To find Neptune from the United States, look to the southeast around 10 p.m. local time and find Aquarius. That constellation is a bit below the Great Square of Pegasus. From there, we recommend using a finder chart — such as this free one from astronomical magazine Sky&Telescope — to locate the blue planet. It should be visible all night until just before 4:30 in the morning.

If you're clouded out tonight or otherwise busy, the planet will still be highly visible in the next few weeks. EarthSky.org suggests that you may be able to glimpse the planet in a good set of binoculars, but you will likely have more luck with a telescope. "This world is about five times fainter than the dimmest star that you can see on an inky black night," the website explains. "You'll need binoculars (at least) and a detailed sky chart to see Neptune in front of the constellation Aquarius."

This image of the planet Neptune was obtained during a test of the European Southern Observatory's Very Large Telescope array in northern Chile, in July 2018.

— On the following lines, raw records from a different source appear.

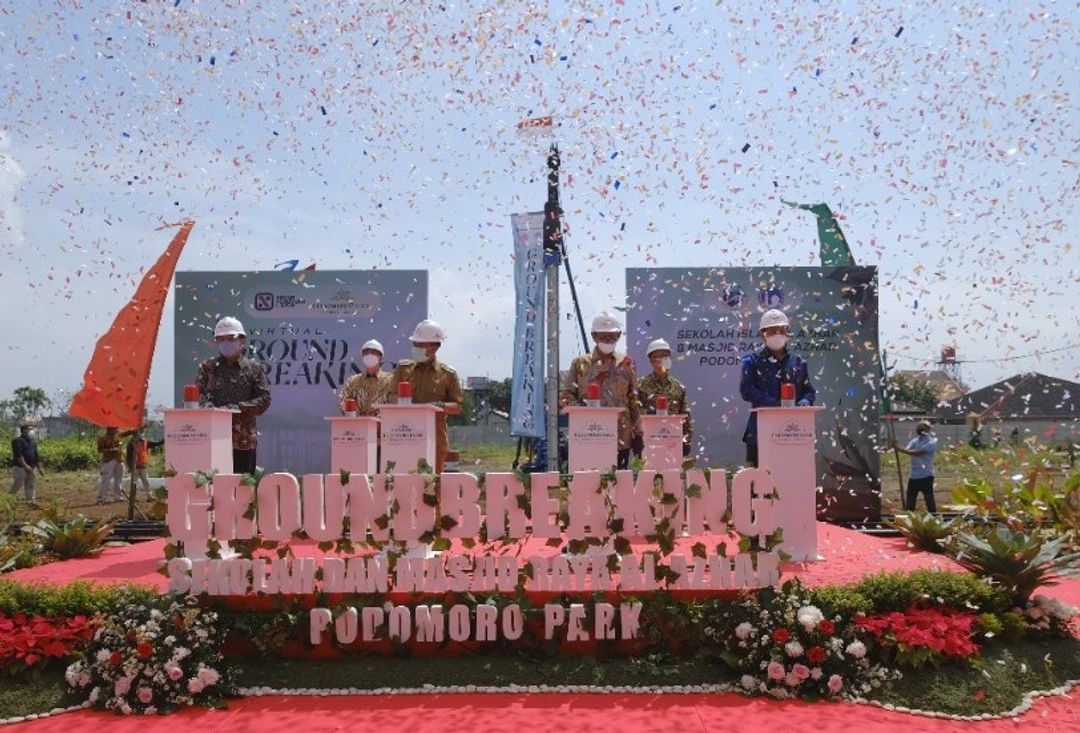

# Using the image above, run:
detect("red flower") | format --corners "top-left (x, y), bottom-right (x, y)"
top-left (136, 641), bottom-right (153, 659)
top-left (771, 628), bottom-right (791, 644)
top-left (806, 646), bottom-right (827, 663)
top-left (110, 650), bottom-right (123, 666)
top-left (818, 620), bottom-right (835, 635)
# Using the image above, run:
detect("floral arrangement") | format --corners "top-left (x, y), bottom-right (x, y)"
top-left (1022, 595), bottom-right (1080, 638)
top-left (65, 593), bottom-right (230, 715)
top-left (0, 612), bottom-right (95, 675)
top-left (703, 581), bottom-right (894, 700)
top-left (853, 607), bottom-right (980, 668)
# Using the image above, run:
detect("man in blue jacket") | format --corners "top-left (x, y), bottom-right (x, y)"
top-left (739, 308), bottom-right (816, 466)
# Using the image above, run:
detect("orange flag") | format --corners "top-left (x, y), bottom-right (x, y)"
top-left (69, 221), bottom-right (195, 428)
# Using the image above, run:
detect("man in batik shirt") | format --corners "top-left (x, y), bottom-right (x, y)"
top-left (637, 338), bottom-right (693, 457)
top-left (195, 316), bottom-right (272, 474)
top-left (340, 339), bottom-right (394, 416)
top-left (561, 311), bottom-right (641, 469)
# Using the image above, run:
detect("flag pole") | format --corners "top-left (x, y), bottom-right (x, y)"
top-left (543, 145), bottom-right (562, 472)
top-left (883, 350), bottom-right (906, 510)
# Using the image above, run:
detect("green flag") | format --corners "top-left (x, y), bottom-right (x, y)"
top-left (782, 200), bottom-right (856, 266)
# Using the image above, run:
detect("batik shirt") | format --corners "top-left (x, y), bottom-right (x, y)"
top-left (195, 355), bottom-right (272, 451)
top-left (97, 432), bottom-right (123, 463)
top-left (561, 350), bottom-right (641, 450)
top-left (637, 372), bottom-right (693, 442)
top-left (339, 371), bottom-right (394, 416)
top-left (739, 347), bottom-right (815, 446)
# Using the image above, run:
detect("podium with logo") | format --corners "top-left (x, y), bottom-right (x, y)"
top-left (325, 417), bottom-right (379, 475)
top-left (639, 414), bottom-right (686, 470)
top-left (376, 404), bottom-right (440, 473)
top-left (753, 406), bottom-right (825, 561)
top-left (163, 408), bottom-right (238, 475)
top-left (564, 406), bottom-right (623, 472)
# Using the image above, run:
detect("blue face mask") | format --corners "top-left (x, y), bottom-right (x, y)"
top-left (218, 341), bottom-right (243, 358)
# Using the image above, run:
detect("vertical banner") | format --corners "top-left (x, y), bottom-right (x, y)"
top-left (509, 212), bottom-right (546, 438)
top-left (626, 267), bottom-right (881, 520)
top-left (174, 270), bottom-right (428, 476)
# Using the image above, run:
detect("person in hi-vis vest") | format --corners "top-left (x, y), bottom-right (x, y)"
top-left (124, 428), bottom-right (163, 497)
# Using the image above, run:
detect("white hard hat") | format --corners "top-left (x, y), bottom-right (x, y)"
top-left (646, 338), bottom-right (671, 356)
top-left (409, 319), bottom-right (446, 343)
top-left (361, 339), bottom-right (384, 354)
top-left (590, 311), bottom-right (622, 334)
top-left (759, 309), bottom-right (790, 332)
top-left (214, 316), bottom-right (246, 338)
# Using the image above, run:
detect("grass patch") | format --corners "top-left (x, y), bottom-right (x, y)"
top-left (0, 666), bottom-right (79, 719)
top-left (232, 654), bottom-right (726, 691)
top-left (865, 637), bottom-right (1080, 715)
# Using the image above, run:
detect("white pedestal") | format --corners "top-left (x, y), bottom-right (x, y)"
top-left (163, 408), bottom-right (237, 475)
top-left (753, 406), bottom-right (824, 562)
top-left (375, 403), bottom-right (440, 473)
top-left (640, 414), bottom-right (686, 470)
top-left (564, 406), bottom-right (623, 473)
top-left (325, 416), bottom-right (379, 475)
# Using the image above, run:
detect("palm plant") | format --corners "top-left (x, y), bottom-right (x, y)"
top-left (949, 526), bottom-right (1080, 607)
top-left (889, 511), bottom-right (961, 554)
top-left (26, 514), bottom-right (117, 560)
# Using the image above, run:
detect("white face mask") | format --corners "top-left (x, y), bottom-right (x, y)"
top-left (596, 342), bottom-right (616, 355)
top-left (411, 345), bottom-right (432, 362)
top-left (24, 429), bottom-right (34, 439)
top-left (362, 354), bottom-right (381, 369)
top-left (765, 335), bottom-right (788, 352)
top-left (660, 357), bottom-right (672, 371)
top-left (218, 340), bottom-right (243, 358)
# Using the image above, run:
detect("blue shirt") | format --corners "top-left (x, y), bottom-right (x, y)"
top-left (11, 435), bottom-right (40, 467)
top-left (740, 347), bottom-right (816, 445)
top-left (906, 433), bottom-right (938, 479)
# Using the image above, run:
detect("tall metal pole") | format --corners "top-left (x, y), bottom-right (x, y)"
top-left (543, 145), bottom-right (562, 472)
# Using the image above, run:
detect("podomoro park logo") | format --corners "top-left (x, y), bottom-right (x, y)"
top-left (572, 421), bottom-right (617, 443)
top-left (166, 422), bottom-right (209, 444)
top-left (651, 423), bottom-right (683, 442)
top-left (385, 422), bottom-right (424, 444)
top-left (769, 420), bottom-right (813, 445)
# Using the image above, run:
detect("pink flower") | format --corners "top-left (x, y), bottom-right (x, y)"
top-left (827, 674), bottom-right (844, 693)
top-left (792, 664), bottom-right (811, 681)
top-left (187, 678), bottom-right (205, 694)
top-left (114, 676), bottom-right (132, 696)
top-left (166, 664), bottom-right (183, 681)
top-left (137, 687), bottom-right (153, 704)
top-left (767, 661), bottom-right (786, 680)
top-left (784, 671), bottom-right (801, 687)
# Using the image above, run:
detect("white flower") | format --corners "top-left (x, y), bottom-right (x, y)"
top-left (735, 622), bottom-right (755, 640)
top-left (845, 641), bottom-right (867, 659)
top-left (810, 667), bottom-right (823, 681)
top-left (784, 641), bottom-right (804, 658)
top-left (188, 678), bottom-right (205, 694)
top-left (740, 674), bottom-right (757, 690)
top-left (96, 649), bottom-right (112, 663)
top-left (796, 606), bottom-right (824, 631)
top-left (144, 706), bottom-right (157, 715)
top-left (197, 666), bottom-right (221, 686)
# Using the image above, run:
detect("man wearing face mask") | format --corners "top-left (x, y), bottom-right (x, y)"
top-left (637, 338), bottom-right (693, 457)
top-left (893, 420), bottom-right (939, 512)
top-left (739, 309), bottom-right (815, 467)
top-left (561, 311), bottom-right (641, 469)
top-left (9, 420), bottom-right (44, 508)
top-left (195, 316), bottom-right (272, 475)
top-left (339, 339), bottom-right (393, 416)
top-left (389, 319), bottom-right (463, 473)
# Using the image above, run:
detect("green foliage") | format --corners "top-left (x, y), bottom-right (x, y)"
top-left (26, 514), bottom-right (117, 560)
top-left (32, 436), bottom-right (99, 471)
top-left (808, 584), bottom-right (873, 617)
top-left (0, 386), bottom-right (50, 423)
top-left (886, 374), bottom-right (938, 412)
top-left (848, 569), bottom-right (1009, 614)
top-left (889, 511), bottom-right (961, 554)
top-left (949, 527), bottom-right (1080, 607)
top-left (0, 580), bottom-right (157, 617)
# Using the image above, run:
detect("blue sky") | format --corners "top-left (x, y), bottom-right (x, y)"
top-left (0, 0), bottom-right (1076, 412)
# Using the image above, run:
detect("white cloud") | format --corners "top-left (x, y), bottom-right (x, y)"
top-left (0, 130), bottom-right (26, 248)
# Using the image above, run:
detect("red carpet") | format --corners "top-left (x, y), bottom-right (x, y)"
top-left (6, 523), bottom-right (1080, 731)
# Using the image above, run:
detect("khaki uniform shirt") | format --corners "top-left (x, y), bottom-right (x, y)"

(Image credit: ESO/P. Weilbacher (AIP))

As for what telescope to use, it's possible (but not easy) to spot Neptune in a small, basic telescope. That's because the planet shines just at the threshold of that kind of telescope's capabilities (at around 8.0 magnitude), according to  Sky & Telescope. To see the planet's disk, at bare minimum you will need to use a 6-inch telescope at 200 magnification — but Neptune will be harder to see if the sky conditions are bad, or the telescope is not aligned properly.

Neptune's current distance is about 2.7 billion miles (4.3 billion kilometers) from Earth, according to EarthSky. It's roughly 30 astronomical units, or Earth-sun distances, from the sun.